The play was perfect, you put him accurately on a range of hands that made it prudent for you to check behind him on the flop, and you got all in when you had the best of it, with a push that would put your opponent in the chip and a chair position if he lost. You would rather have a call here from your opponent, but only if he calls all you got to bet. If he folds it is just fine, your tournament precedes after that hand. But doubling up at this point, is worth the risk you took.

I would also ask what the average chip stack was at the table. Four handed and you and this opponent had the vast majority of chips, you should not of played the hand at all. If the tournament only played three spots you should not of become involved in the hand.

Let me clarify what I am getting at in the italic. He made a good play pre-flop. He raised the hand, which is what you simply do with almost every hand you play at a four handed final table. Even with marginal hands. The thing that happened is that he was re-raised.

At this point there are a lot more things to consider. The play has gone wrong. He has not succeeded in taking the blinds, which would be the A plan, and part two taking a little more with a follow up bet, is no longer likely to happen.

Generally speaking he should call, the villain made a huge mistake by making his raise to small. If your going to reopen the action with pocket kings, you should make an assumption that you dominate and raise enough to pick up the dead money, something like three to five times the original bettors raise, or you should not raise at all and trap your player on the flop. In a tournament I would prefer to make a big reraise with Kings, in a cash game out of position I would lean a little more toward calling depending on the raiser and the field.
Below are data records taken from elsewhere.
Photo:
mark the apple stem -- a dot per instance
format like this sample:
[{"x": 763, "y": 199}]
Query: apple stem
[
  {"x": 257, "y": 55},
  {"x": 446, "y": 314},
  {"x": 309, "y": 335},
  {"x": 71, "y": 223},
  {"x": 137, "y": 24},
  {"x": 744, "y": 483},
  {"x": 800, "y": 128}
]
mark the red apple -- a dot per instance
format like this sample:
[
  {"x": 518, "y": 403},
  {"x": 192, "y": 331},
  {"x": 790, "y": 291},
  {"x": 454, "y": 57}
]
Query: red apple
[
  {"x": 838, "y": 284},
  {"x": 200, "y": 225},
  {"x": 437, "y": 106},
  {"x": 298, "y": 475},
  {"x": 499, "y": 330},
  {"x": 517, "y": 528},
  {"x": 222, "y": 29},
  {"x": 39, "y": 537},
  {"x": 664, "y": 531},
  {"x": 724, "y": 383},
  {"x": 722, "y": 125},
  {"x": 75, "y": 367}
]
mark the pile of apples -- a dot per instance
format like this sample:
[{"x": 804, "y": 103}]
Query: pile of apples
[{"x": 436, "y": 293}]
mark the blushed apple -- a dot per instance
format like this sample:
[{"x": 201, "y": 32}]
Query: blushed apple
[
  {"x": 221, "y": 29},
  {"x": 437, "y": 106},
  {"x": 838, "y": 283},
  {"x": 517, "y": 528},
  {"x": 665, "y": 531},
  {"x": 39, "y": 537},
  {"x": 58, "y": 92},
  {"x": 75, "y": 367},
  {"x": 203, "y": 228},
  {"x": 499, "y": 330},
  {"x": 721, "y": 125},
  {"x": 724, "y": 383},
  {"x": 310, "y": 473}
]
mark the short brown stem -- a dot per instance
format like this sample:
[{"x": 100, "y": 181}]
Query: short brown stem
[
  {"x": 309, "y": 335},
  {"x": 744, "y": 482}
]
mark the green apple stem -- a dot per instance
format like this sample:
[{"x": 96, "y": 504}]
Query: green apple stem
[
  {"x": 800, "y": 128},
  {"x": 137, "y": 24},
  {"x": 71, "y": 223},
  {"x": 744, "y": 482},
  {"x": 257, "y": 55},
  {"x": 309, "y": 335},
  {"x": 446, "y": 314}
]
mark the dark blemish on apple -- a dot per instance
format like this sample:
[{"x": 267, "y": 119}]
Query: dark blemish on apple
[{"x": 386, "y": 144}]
Hero generally has a calling hand here, he is getting a little over three to one on his call, the call is not crippling to his stack and he has position. However there are reasons to fold at this point also. The amount he has invested is small and his hand against a raise from a tight player is at best perilous to his tournament life. His hand of Queen-Ten is no better then 5-7 against the rank one hand he suspected the player had. He needs a strong flop, two pair, three of a kind or straight, or a straight draw and hope he does not have to waste to many chips missing it. Then hero gets to bust a player and go merrily on his way to win the tournament.

But those kind of flops do not happen very often. What happens more often is what did happen, one pair, top pair on the flop is hit, the queen in our hero's case or the flop is missed entirely. If a hand that hits is still unplayable after the flop, I have base argument to muck the hand before the flop. Or in other words I need compelling reasons not to muck the hand before the flop.

In the case in question there might of been enough reasons, mainly the low price compared to the stack, a little overlay and position. However, if any of the following conditions had been true I would of let Q-10 go when re-raised.

If the Villain had made more then a doubling raise I fold.

If my stack was much smaller, I fold.

The longer the tournament rounds, the more I would tend to fold here.

If the villain was anything more then tight weak I would fold.

Being in position at a low price with a hand that needs help is not a bad thing. But if it is going to cost you, and you are going to be able to find better spots, it is often better to let this hand go. The real negative about playing this particular hand is that the villain is going to be able to bust the hero out much more often then he is going to go broke in the situation.